Model | Pixel, ms | Pixel 2, ms | Pixel 3a, ms |
---|---|---|---|
MobileNet v1 1.0X | 82 | 86 | 88 |
MobileNet v2 1.0X | 49 | 53 | 55 |
MobileNet v3 Large | 39 | 42 | 44 |
MobileNet v3 Small | 12 | 14 | 14 |
The following table presents multi-threaded (using as many threads as there are big cores) performance of XNNPACK library on three generations of MobileNet models and three generations of Pixel phones.
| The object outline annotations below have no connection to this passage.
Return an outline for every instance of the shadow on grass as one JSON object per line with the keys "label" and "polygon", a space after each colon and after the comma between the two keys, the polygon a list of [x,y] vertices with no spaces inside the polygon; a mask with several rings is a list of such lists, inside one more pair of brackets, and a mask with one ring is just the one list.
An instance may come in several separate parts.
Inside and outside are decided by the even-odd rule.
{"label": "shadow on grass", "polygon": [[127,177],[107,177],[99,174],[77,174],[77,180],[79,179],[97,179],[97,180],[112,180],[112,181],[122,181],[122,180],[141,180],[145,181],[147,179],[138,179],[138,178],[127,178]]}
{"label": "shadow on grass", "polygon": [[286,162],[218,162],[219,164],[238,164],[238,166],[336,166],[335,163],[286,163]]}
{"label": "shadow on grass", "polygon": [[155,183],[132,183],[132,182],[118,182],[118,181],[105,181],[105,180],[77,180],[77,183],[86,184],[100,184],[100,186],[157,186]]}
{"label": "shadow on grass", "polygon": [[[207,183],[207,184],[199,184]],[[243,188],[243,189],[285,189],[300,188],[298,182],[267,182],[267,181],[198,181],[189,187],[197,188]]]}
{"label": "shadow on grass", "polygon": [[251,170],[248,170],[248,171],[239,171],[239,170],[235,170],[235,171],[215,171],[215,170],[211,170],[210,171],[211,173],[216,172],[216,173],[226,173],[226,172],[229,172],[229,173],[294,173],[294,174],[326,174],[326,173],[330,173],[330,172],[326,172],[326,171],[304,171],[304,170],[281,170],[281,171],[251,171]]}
Model | Pixel, ms | Pixel 2, ms | Pixel 3a, ms |
---|---|---|---|
MobileNet v1 1.0X | 43 | 27 | 46 |
MobileNet v2 1.0X | 26 | 18 | 28 |
MobileNet v3 Large | 22 | 16 | 24 |
MobileNet v3 Small | 7 | 6 | 8 |
Benchmarked on March 27, 2020 with end2end_bench --benchmark_min_time=5
on an Android/ARM64 build with Android NDK r21 (bazel build -c opt --config android_arm64 :end2end_bench
) and neural network models with randomized weights and inputs.
Raspberry Pi
The table below presents multi-threaded performance of XNNPACK library on three generations of MobileNet models and three generations of Raspberry Pi boards.
Model | RPi Zero W (BCM2835), ms | RPi 2 (BCM2836), ms | RPi 3+ (BCM2837B0), ms | RPi 4 (BCM2711), ms |
---|---|---|---|---|
MobileNet v1 1.0X | 4004 | 337 | 116 | 72 |
MobileNet v2 1.0X | 2011 | 195 | 83 | 41 |
MobileNet v3 Large | 1694 | 163 | 70 | 38 |
MobileNet v3 Small | 482 | 52 | 23 | 13 |
Benchmarked on May 22, 2020 with end2end-bench --benchmark_min_time=5
on a Raspbian Buster build with CMake (./scripts/build-local.sh
) and neural network models with randomized weights and inputs.
Publications
- Marat Dukhan "The Indirect Convolution Algorithm". Presented on Efficient Deep Learning for Compute Vision (ECV) 2019 workshop (slides, paper on ArXiv).
- Erich Elsen, Marat Dukhan, Trevor Gale, Karen Simonyan "Fast Sparse ConvNets". Paper on ArXiv, pre-trained sparse models.
- Marat Dukhan, Artsiom Ablavatski "The Two-Pass Softmax Algorithm". Paper on ArXiv.
- Yury Pisarchyk, Juhyun Lee "Efficient Memory Management for Deep Neural Net Inference". Paper on ArXiv.
Ecosystem
Machine Learning Frameworks
- TensorFlow.js WebAssembly backend.
- MediaPipe for Web.
- TensorFlow Lite through the XNNPACK delegate.
- PyTorch.
Acknowledgements
XNNPACK is a based on QNNPACK library. Over time its codebase diverged a lot, and XNNPACK API is no longer compatible with QNNPACK.